What would be "nice" is for Apple to provide some kind of utility or tool to make conversion easier. iWork.com should now have a button on it to zip up and download one large file of all your content rather then having to manually move individual files to your desktop. Of, zip it up and move it to Apple's new cloud storage, or convert to new Numbers/Pages/Keynote files stored in the cloud, etc. There are about a dozen ways Apple could make this easier for people rather then just cutting the power a month from now.
Its good for old services that are not used to die and allow companies to focus on providing better services people actually use. The opposite is Windows which supports every freaking hardware and software standard on the planet even if only .1% of the people use any of it. I am sure there is still code buried deep in the Windows kernel to support 8" floppy drives.
In the long run, everybody hates change, but they always seem to love the results.
Re:Apple products don't work (Score:5, Interesting)
Why did this get marked down? Has nobody been watching since Cook took the big chair? Turning FCP into iMovie pro, dragging ass when it comes to updating the pro line (and when they did it was still behind the curve BAD), killing the server line, its pretty damned obvious that while Jobs liked the idea that "The movies are made on Apple products" that Cook? He really don't give a shit.
Mark my words within 2 years the pro line will be quietly canned, probably with some press release stating the iPad is the new Pro tool or some such BS, and the line will be trimmed down to maybe 2 Macbooks and a couple of iMacs and that's it. Frankly I wouldn't be surprised if Cook exits X86 altogether, its just not nearly as high margin as mobile and its controlled by Intel and NOT Apple which has never set well with Apple.

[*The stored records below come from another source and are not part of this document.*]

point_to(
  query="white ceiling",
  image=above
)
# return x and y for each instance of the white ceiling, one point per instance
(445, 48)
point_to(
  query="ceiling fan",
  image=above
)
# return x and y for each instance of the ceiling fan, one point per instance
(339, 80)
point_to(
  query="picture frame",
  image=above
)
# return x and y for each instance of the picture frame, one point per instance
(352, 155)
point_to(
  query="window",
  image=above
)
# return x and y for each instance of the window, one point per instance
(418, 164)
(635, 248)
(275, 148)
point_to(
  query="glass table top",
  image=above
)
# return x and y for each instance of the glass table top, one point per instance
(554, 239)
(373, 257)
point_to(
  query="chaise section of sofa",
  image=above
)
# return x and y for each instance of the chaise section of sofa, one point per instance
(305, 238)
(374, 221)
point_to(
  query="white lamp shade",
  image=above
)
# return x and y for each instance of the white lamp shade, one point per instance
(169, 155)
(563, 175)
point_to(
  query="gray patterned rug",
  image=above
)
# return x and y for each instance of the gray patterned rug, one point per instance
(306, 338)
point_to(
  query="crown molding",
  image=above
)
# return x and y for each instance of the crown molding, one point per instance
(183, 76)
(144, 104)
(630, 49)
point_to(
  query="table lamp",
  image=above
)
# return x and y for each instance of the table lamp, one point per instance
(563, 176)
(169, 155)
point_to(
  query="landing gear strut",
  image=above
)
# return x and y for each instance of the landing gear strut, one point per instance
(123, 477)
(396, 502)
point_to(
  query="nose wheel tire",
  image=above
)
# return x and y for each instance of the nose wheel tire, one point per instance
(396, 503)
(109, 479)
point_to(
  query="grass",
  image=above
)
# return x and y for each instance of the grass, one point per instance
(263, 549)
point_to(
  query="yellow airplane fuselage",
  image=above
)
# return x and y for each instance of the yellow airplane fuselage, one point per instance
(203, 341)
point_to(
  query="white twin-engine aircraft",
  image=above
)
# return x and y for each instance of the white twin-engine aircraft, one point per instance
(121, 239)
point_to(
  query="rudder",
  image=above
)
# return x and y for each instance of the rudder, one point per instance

Frankly when Intel slit Nvidia's throat on the chipset business i figured it was the beginning of the end for Apple X86, Apple and Nvidia had a nice relationship and Intel just killing it like that couldn't have made any friends at Cupertino. Then you look into Cook's past, how he likes to lock parts up with multiyear contracts so they know what is coming when and how much and having their X86 line dictated by Intel must not sit nice with them. They should have went with AMD where they would have had more pull but seeing what Apple has been doing in the pro line I have a feeling Cook will just wash his hands of X86 completely instead.